Activism
Reflections on Intersectionality
Different forms of suffering cannot easily be quantified and compared.

Inspired by the fallout from a recent Twitter thread posted by Sarah Haider, I’d like to offer some passing thoughts on intersectionality. Originally conceived by Kimberlé Crenshaw as a way of highlighting bias against black women that did not fit neatly into the category of either racism or sexism, intersectionality has since expanded to include oppression based on class, LGBTQ, disability status, and so forth. The basic idea is that when two or more dimensions of oppression coincide in the same person (say, a black woman), she not only faces “double-discrimination” (racism and sexism), but she may also face a third kind of discrimination which is not reducible to the other two. Put simply, oppression is more than the sum of its parts.

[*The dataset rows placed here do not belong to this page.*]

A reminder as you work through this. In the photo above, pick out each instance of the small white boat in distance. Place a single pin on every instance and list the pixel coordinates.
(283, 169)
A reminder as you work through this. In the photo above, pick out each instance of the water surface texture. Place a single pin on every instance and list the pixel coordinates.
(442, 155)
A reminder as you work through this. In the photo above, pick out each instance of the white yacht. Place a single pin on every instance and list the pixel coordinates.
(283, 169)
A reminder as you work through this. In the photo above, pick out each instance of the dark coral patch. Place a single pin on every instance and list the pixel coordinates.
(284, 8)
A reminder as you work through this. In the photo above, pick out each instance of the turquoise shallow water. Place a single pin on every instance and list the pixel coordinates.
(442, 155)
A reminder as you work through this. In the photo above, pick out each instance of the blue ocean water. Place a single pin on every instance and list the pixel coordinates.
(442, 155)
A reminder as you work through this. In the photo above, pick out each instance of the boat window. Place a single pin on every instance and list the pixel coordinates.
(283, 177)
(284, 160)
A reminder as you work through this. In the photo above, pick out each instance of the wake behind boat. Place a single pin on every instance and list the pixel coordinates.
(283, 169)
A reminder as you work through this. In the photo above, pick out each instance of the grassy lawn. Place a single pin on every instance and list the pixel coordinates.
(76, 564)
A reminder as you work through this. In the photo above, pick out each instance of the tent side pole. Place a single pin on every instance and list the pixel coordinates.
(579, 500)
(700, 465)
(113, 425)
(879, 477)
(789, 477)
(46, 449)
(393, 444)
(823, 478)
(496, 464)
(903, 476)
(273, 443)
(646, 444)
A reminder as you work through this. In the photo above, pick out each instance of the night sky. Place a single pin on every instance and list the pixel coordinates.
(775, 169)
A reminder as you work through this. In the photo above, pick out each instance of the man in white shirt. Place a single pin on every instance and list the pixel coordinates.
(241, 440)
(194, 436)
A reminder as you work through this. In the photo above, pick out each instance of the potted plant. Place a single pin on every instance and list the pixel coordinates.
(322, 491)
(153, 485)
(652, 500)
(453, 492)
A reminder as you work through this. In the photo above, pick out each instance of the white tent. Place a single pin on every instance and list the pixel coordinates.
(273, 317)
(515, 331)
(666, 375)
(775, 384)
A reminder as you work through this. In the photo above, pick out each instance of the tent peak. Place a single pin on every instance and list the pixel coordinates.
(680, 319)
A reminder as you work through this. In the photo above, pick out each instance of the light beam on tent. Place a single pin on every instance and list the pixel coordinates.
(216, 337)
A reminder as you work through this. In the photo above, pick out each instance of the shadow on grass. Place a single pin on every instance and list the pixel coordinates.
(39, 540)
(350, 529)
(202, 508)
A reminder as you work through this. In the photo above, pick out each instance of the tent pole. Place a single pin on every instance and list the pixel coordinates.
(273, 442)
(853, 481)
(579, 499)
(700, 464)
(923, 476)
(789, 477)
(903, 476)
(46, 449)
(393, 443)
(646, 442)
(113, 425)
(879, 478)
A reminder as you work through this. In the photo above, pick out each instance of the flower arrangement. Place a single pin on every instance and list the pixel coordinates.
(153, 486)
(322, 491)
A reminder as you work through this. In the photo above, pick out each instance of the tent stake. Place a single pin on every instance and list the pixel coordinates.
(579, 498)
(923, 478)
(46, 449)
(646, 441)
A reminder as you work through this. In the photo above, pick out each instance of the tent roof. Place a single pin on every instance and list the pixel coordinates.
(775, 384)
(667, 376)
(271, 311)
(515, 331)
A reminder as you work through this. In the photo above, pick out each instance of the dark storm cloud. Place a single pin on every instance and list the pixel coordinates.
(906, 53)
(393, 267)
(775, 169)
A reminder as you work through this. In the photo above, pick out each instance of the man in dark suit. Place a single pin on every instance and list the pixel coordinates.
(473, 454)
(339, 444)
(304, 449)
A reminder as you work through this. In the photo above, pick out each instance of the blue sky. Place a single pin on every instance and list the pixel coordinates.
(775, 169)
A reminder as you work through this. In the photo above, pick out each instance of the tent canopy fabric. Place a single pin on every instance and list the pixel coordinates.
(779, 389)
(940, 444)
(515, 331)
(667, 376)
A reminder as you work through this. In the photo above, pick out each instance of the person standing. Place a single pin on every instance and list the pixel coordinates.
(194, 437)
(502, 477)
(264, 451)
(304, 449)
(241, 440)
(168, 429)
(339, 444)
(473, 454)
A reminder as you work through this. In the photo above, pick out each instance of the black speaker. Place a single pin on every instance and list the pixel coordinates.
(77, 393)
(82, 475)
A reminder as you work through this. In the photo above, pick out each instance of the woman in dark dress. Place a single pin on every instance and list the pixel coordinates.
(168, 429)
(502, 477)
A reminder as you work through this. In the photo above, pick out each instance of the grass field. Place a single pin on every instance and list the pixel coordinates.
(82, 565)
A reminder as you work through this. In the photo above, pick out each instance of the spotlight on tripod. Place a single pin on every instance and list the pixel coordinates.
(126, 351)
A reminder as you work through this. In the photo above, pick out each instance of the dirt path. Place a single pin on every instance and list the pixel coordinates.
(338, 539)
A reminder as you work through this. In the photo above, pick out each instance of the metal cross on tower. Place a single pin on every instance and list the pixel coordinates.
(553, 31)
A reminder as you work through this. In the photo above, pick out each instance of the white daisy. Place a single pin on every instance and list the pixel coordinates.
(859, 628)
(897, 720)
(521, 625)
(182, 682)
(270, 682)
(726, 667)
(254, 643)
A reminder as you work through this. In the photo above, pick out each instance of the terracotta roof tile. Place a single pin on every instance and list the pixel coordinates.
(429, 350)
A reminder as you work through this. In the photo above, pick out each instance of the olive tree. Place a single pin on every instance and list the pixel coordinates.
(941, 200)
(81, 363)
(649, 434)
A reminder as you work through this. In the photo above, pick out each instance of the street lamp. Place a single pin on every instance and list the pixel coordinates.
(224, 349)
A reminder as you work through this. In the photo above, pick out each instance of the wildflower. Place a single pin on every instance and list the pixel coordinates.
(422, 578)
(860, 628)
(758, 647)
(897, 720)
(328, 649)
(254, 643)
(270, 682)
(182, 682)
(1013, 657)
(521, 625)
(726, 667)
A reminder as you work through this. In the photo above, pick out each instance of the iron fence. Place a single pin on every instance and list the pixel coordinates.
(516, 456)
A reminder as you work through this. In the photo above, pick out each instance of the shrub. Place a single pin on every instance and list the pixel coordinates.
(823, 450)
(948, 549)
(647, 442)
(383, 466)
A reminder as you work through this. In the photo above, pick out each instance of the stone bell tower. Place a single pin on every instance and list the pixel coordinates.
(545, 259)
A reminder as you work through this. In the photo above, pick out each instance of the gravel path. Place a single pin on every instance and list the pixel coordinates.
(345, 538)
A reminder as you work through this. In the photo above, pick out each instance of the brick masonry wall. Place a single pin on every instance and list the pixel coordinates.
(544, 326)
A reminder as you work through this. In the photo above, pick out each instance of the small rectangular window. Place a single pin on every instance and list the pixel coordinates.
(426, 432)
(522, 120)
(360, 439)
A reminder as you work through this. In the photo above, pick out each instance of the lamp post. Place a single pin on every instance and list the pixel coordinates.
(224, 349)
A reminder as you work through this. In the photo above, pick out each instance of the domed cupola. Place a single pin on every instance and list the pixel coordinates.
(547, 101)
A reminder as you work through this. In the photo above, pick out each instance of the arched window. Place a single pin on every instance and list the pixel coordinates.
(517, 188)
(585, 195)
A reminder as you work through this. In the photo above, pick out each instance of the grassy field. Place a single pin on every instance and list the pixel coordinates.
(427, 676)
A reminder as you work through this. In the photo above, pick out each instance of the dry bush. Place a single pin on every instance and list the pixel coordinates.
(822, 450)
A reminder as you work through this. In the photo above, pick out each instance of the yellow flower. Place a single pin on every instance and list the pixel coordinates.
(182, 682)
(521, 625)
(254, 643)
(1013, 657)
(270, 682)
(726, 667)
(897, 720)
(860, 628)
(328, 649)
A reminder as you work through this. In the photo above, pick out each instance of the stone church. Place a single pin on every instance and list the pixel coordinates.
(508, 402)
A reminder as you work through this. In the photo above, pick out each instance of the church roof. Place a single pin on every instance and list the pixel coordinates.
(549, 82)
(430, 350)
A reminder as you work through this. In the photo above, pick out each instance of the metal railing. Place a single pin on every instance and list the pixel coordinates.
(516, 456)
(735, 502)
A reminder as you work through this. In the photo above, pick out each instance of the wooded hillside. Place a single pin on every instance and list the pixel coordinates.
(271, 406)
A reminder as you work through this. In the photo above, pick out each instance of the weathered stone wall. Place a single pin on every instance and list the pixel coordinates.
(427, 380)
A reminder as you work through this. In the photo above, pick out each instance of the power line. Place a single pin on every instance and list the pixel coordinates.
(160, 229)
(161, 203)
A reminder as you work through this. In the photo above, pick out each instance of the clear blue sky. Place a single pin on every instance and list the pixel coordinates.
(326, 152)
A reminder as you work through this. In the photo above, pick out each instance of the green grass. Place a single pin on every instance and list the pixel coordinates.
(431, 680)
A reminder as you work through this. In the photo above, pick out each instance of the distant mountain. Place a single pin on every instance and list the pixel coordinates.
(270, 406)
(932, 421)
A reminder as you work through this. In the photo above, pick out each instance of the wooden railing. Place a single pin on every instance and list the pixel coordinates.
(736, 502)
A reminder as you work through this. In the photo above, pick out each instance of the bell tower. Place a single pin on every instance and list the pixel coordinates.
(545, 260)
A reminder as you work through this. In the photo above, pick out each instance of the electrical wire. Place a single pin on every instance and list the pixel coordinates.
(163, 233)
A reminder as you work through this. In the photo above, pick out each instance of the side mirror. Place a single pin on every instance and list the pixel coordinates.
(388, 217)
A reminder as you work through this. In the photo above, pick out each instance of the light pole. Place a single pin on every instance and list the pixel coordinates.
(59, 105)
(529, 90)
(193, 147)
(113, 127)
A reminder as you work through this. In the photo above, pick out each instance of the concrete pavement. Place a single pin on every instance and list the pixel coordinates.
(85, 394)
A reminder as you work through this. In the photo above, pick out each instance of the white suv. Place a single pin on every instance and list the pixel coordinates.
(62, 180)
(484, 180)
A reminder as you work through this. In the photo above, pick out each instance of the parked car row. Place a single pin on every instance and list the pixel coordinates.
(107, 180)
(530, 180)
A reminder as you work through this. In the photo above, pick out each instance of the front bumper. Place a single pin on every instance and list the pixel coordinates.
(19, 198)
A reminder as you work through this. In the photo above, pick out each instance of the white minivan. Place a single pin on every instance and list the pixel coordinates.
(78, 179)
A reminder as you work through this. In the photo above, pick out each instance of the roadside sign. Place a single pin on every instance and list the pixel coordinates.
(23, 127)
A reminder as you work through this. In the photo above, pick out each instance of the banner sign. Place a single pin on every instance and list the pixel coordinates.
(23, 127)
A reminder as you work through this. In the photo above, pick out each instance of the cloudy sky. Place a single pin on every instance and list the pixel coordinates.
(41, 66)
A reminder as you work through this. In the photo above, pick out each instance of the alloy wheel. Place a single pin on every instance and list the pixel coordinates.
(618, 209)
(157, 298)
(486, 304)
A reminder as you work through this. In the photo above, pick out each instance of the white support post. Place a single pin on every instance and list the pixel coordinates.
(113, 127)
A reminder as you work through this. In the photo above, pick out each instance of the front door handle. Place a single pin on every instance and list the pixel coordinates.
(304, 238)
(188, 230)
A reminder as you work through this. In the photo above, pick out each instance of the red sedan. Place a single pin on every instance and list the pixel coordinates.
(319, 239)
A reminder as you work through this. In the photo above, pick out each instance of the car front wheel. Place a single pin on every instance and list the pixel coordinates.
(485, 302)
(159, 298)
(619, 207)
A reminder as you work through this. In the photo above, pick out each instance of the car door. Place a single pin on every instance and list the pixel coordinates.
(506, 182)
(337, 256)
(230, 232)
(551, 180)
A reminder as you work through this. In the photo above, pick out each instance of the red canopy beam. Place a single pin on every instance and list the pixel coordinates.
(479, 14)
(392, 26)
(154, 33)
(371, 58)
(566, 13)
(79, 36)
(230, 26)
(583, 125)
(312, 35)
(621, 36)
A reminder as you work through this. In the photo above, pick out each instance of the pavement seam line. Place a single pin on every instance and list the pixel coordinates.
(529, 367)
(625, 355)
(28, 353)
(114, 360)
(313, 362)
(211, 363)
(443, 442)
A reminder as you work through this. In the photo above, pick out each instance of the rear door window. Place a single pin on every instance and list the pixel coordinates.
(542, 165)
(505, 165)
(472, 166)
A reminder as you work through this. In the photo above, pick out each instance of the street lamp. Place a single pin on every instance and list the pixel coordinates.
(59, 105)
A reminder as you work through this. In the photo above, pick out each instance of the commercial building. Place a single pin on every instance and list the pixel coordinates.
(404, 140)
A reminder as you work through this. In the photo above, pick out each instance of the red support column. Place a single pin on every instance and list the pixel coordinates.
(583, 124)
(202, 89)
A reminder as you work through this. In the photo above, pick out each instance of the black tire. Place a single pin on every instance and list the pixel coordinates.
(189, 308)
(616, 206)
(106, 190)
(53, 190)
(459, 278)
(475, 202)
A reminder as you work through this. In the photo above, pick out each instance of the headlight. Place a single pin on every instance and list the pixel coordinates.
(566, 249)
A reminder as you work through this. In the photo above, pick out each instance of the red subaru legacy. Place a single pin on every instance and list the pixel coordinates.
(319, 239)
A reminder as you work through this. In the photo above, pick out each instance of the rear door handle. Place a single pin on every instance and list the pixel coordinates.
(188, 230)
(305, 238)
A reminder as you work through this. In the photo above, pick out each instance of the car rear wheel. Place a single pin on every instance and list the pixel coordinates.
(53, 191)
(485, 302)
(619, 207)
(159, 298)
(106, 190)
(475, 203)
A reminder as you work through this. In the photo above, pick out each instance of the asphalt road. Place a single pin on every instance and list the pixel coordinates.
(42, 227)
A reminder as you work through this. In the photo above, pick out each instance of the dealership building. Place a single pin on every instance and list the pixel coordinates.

Crenshaw’s original intent was narrow. She did not mean for intersectionality to become an all-encompassing thought system with its own epistemology, politics, aesthetics, and more. Indeed she has distanced herself from some of intersectionality’s modern purveyors, criticizing those who see it as a “grand theory of everything.” Nevertheless, that is exactly what it has become. The main problem with intersectionality is that it’s an armchair philosophy. Its purveyors do not look at the social world, gather evidence about it, and formulate theories based on what they see. Instead, they pontificate about the world from a distance.
Intersectionality is the ultimate betrayal of women’s rights.
— Sarah Haider 👾 (@SarahTheHaider) January 10, 2020
IF your feminism is intersectional, it is certainly bullshit.
As a result, intersectionality does not describe the real world very well. It’s not clear, for example, that black women are worse off than black men. Yes, black women are far more likely to suffer domestic violence and rape (two issues that Crenshaw highlighted in her original 1989 paper). But black men are far more likely to suffer incarceration, murder, and suicide. Moreover, black women have closed the social mobility gap with white women, while black men still lag far behind their white counterparts. Going further back in history, it was overwhelmingly black men, rather than women, who were lynched by white mobs in the Jim Crow era.